Dem kann ich mich nur anschließen, klasse Tour. 

Besonderen Dank auch an Tweety, unsere Tour Guide-ine der 2. Gruppe. Unerschütterlich hatte sie uns den richtigen Weg gewiesen.   

Gruss,
Rolf


----------



## Sigi Sauerstoff (12. Oktober 2003)

Nette Menschen, schönes Wetter, klasse Tour, was kann es Schöneres geben?
Danke Tweety 
Danke Fubbes
Danke Mr. Cannondale (für die schöne Heimfahrt durchs Rheinhessische Hügelland)


----------



## Fubbes (13. Oktober 2003)

> _Original geschrieben von Frank.M _
> *möchte mich auch bedanken bei Uwe und besonders Tweety
> für die schöne Tour!
> 
> Aber nie wieder ohne Umwerfer! *



Dürfen wir dich dann demnächst als neues Mitglied begrüßen? 

Gruß
Daniel

PS: Ich hoffe, es ist alles heil geblieben, trotz der Probleme im Bingerbrücker Unterholz.


----------



## Mr Cannondale (13. Oktober 2003)

Arju im rassanten Downhill


----------



## Mr Cannondale (13. Oktober 2003)

guggst Du Helge


----------



## Brice (13. Oktober 2003)

> _Original geschrieben von Frank.M _
> *
> Muss ich jetzt noch loswerden: Supernette Leute!!! *





klar, sind wir auch.

Uwe,

soll ich jetzt meinen Monitor um 90 Grad drehen?


----------



## Mr Cannondale (14. Oktober 2003)

Arju rictig rum im rassanten Downhill


----------



## Mr Cannondale (14. Oktober 2003)

nochmal Arju im Trial


----------



## Mr Cannondale (14. Oktober 2003)

guuggst Du Helge!


----------



## MTB-News.de




----------



## Tweety (14. Oktober 2003)

Freut mich, wenn Euch "meine" Strecke auch gefallen hat.

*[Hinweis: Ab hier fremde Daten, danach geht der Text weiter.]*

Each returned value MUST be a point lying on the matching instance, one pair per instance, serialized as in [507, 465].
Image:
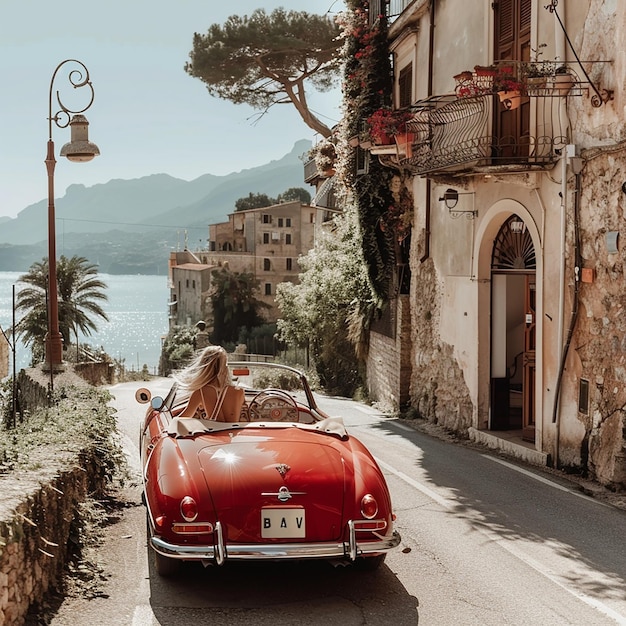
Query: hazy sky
[149, 116]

Von mir ein Dankeschön an Fubbes, der mir "die Schmach" erspart hat, das eine oder andere Mal in Karte gucken zu müssen.

Aber den Anspruch hegen wir glaube ich auch nicht mehr, dass der Guide nicht in die Karte gucken darf; das war mal...

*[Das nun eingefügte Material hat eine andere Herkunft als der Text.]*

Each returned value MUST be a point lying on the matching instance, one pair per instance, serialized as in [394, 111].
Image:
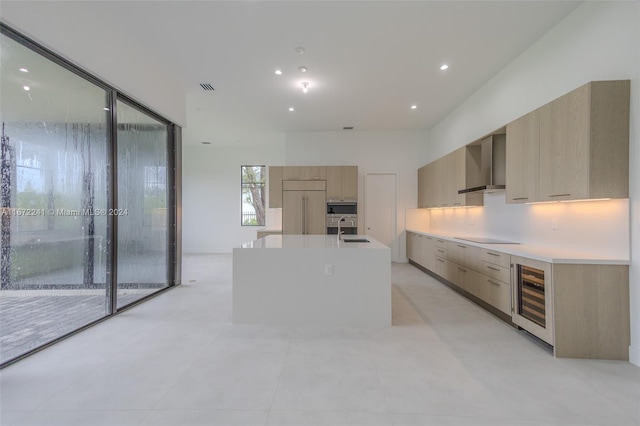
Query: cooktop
[484, 240]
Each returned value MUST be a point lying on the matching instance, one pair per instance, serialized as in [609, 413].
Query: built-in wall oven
[532, 307]
[347, 211]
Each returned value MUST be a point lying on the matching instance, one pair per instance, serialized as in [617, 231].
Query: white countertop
[312, 241]
[544, 254]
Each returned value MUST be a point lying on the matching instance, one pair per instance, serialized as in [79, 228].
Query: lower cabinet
[477, 271]
[582, 310]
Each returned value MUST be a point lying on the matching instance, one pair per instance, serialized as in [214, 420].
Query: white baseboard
[634, 355]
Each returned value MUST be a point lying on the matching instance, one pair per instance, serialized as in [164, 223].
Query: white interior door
[380, 206]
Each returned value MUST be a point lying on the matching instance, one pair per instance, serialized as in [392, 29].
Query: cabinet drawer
[495, 271]
[441, 252]
[497, 293]
[495, 257]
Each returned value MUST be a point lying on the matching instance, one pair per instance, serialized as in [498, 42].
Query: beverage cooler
[532, 307]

Obwohl das Morgenbachtal zwar mein Lieblingsweg ist, fand ich den Teil mit dem Römerweg und den Singletrails immer noch am schönsten. Uwe, danke, danke, danke.

Genug des Dankes, war echt ein toller Tag, vor allem auch weil so viele von Euch da waren.

Tweety


----------



## X-Präsi (14. Oktober 2003)

> _Original geschrieben von Tweety _
> *
> Aber den Anspruch hegen wir glaube ich auch nicht mehr, dass der Guide nicht in die Karte gucken darf; das war mal...
> 
> Tweety *



Schade dass die Zeit der mehrwöchigen Tour-Vorkommandos zu den entlegensten Zielen der Welt vorbei ist 

Und ganz im ernst ist auch früher schon in die Karte geguckt worden. Da gabs nämlich noch kein modernen GPS-Schnickschnackgedöns... WEr was anderes behauptet, fängt mit S an oder war gar nicht dabei


----------



## Mr Cannondale (15. Oktober 2003)

Auch wilde Tiere wurden gesichtet


----------



## Mr Cannondale (15. Oktober 2003)

Das wars


----------



## Starrbiker (15. Oktober 2003)

Zum kollektiven Schulterklopfen will ich hier aus der Ferne auch mal was beitragen...
Muß ja wieder toll gewesen sein , eure Tour.....
will auch mal wieder mit


----------



## Mr. Hide (16. Oktober 2003)

Hier nochmal einige Impressionen vom Sonntag:

Torsten als Gänsehirt


----------



## Mr. Hide (16. Oktober 2003)

Hier der Herz-König mit seinem Vasallen, dem Lord Ripman zu Scottsborough


----------



## Mr. Hide (16. Oktober 2003)

Hierzu gibt es keinen Kommentar, jeder darf seiner Phantasie freien Lauf lassen............


----------



## Brice (16. Oktober 2003)

> _Original geschrieben von Mr. Hide _
> *Hier der Herz-König mit seinem Vasallen, dem Lord Ripman zu Scottsborough *


----------



## MTB-News.de




----------



## Ripman (16. Oktober 2003)

> _Original geschrieben von Mr. Hide _
> *Hier der Herz-König mit seinem Vasallen, dem Lord Ripman zu Scottsborough *



Jens, mein Lieber, Dir ist ein kleiner Faux Pas unterlaufen. Lord Ripman ist mein Sohn. Da ich dem uralten Adelsgeschlecht der Ripmans zu (hier benutzt Du allerdings die einzig richtige Schreibweise) Scottsborough aus den entlegenen Marken an der französischen Grenze vorstehe, ist mein vollständiger Titel nicht Lord, sondern Hoher Lord Ripman zu Scottsborough, Lord Siegelbewahrer, Hüter des Hauses Marlborough und Bewahrer der Jungfräulichkeit Ihrer Majestät. 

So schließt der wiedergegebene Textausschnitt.